Potevamo provare a rimetterci in marcia negli anni ’80, quando le cose andavano bene; oppure potevamo farlo in questi ultimi anni, quando le cose andavano malissimo, sfruttando quell’istinto di conservazione che spinge solitamente a gettare il cuore oltre l’ostacolo, ad accettare i sacrifici più duri per cercare di raddrizzare la propria sorte. E invece abbiamo scelto di non fare niente, di restare in vacanza, fermi a cavalcioni sulle spalle del nostro passato. E anzi, per meglio difendere le ultime pezze al culo siamo riusciti ad inventarci dei pifferai nuovi di zecca, talmente surreali nei modi prima ancora che nei contenuti, da far sembrare quelli di ieri degli statisti. E come capolavoro finale, siamo perfino riusciti a rispolverare dal baule dei cimeli di famiglia sentimenti e nostalgie che se fino a ieri facevano ridere oggi fanno piangere di tristezza.

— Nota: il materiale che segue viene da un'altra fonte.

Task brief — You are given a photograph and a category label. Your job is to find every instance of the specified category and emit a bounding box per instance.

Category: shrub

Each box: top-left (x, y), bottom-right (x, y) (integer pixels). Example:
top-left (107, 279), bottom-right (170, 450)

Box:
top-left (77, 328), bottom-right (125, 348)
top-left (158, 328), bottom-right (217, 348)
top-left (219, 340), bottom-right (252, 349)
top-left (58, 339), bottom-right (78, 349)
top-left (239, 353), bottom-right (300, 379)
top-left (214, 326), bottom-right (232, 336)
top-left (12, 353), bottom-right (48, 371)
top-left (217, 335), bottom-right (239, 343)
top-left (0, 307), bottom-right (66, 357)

Per questo, al culmine di un’estate “italianaaa” in cui non si è fatto altro che parlare di chi è disposto a morire per venire da noi, dal nostro cumulo di macerie fumanti l’unica cosa rimasta da fare sarebbe avere, perlomeno, il coraggio di alzare le mani bene in alto e mettersi a gridare, invitandoli a fermarsi adesso che sono ancora in tempo.
Non venite in Italia. Lasciateci morire in pace.